«Apenas encontrei uma ou duas
pessoas no curso da minha vida que compreenderam a arte de caminhar, ou seja,
de dar grandes passeios – e que tinham talento, assim dizendo, para vaguear, na
nossa língua, saunterer, palavra maravilhosamente derivada «dos vadios
que erravam pelo país, na Idade Média, pedindo esmolas, sob o pretexto de irem
à Terra Santa, até as crianças gritarem “Aí vai um peregrino da Terra Santa”»,
um sainte-terrer, um saunterer, um vagabundo.» (Thoreau,
2021: 13-14)
«Alguns, todavia, reivindicam
a origem da palavra à expressão sans terre, sem-terra ou propriedade,
que, por isso mesmo, num certo sentido, significará não ter casa específica,
mas que igualmente se sentem em casa em todo o lado.» (Thoreau, 2021: 14)
«Pois cada caminhada é
uma pequena cruzada, pregada por um tal Pedro, o Eremita, que existe
dentro de cada um de nós, para que partamos e reconquistemos a Terra Santa das
mãos dos infiéis. (…) É verdade, hoje em dia não somos mais do que uma pálida versão
das cruzadas, e a esta fraqueza nem os caminhantes mais intrépidos escapam,
pois não se comprometem com proezas intermináveis.» (Thoreau, 2021: 14).
«(…) cavaleiros de uma
nova, ou antes, velha, ordem – não Equestre ou Cavalheiresca, nem de
Cavaleiros Andantes ou Paladinos, mas Caminhantes, uma classe, a meu ver, ainda
mais antiga e venerável. O espírito heróico e cavalheiresco que antigamente
pertencia ao Cavaleiro parece agora residir, ou prevalecer, no Caminhante, no
Andarilho – não no Cavaleiro; uma figura como uma espécie de quarto estado,
além da Igreja, do Estado e do Povo.» (Thoreau, 2021: 15).
«Nenhuma riqueza compra
os incontornáveis prazeres, liberdade e independência em que assenta a fundação
deste edifício. Deriva apenas da graça de Deus.
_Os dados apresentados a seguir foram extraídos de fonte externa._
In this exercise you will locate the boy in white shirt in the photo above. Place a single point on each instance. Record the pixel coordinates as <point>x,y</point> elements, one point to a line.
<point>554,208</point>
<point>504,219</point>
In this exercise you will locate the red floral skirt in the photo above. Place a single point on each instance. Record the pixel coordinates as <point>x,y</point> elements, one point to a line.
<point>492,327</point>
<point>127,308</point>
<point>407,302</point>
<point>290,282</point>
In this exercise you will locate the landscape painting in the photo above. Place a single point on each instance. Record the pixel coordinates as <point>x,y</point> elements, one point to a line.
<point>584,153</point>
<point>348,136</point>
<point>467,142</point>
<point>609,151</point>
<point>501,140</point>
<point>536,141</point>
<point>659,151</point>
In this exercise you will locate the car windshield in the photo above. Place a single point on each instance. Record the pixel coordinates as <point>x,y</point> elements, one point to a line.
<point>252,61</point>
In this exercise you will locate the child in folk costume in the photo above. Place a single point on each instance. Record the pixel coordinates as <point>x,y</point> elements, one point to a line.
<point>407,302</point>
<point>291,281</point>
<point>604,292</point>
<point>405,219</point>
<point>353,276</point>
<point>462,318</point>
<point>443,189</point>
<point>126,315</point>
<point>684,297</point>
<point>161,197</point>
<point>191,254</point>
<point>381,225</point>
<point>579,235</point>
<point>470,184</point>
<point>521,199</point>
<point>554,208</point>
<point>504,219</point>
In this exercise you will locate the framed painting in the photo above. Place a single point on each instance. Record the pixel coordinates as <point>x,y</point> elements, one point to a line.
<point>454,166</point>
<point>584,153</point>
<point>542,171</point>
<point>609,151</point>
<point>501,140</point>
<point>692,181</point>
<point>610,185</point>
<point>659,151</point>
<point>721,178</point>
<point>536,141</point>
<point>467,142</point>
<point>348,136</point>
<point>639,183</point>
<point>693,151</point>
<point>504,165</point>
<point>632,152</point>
Para nos transformarmos
em caminhantes, precisamos de uma licença directa dos Céus.» (Thoreau, 2021: 16).
«(…) o caminhar de que
falo em nada se assemelha a fazer exercício (…).» (Thoreau, 2021: 19).
Diz Thoreau que apenas
encontrou uma ou duas pessoas no decurso da sua vida «que compreenderam a arte
de caminhar» e diria eu que poucas pessoas terão compreendido as mensagens (ou
a grande mensagem) que encerrou no seu livrinho sobre vadiagem ou peregrinação,
como lhe queiram chamar, traduzido para português por várias editoras sob
diversos títulos: por exemplo, Caminhar (Hiena, 1995), A Arte de
Caminhar (Padrões Culturais Editora, 2011), Caminhada (Antígona,
2012) ou Andar a Pé – Um ritual interior de sabedoria e liberdade (Alma
dos Livros, 2021). A sua escrita, aparentemente simples, não é explicita, mas
deixa uma série de pistas que permitem traçar o rumo da caminhada de que trata
esta pequena, em tamanho, mas simultaneamente grande, em conteúdo, obra…
Sair dos feudos medievais
onde se encontravam, ficando, portanto, sem terra, para se desencontrarem vagueando
ou vadiando, numa peregrinatio, rumo à "Terra Santa", quais caminheiros andantes
na graça de Deus?... Curioso será constatar o quão distante estará este modus
operandi daquilo a que hoje em dia se convencionou chamar “peregrinação” e
se tornou o acto de peregrinar, na generalidade das suas roupagens mais
frequentes e comuns. E mais não digo.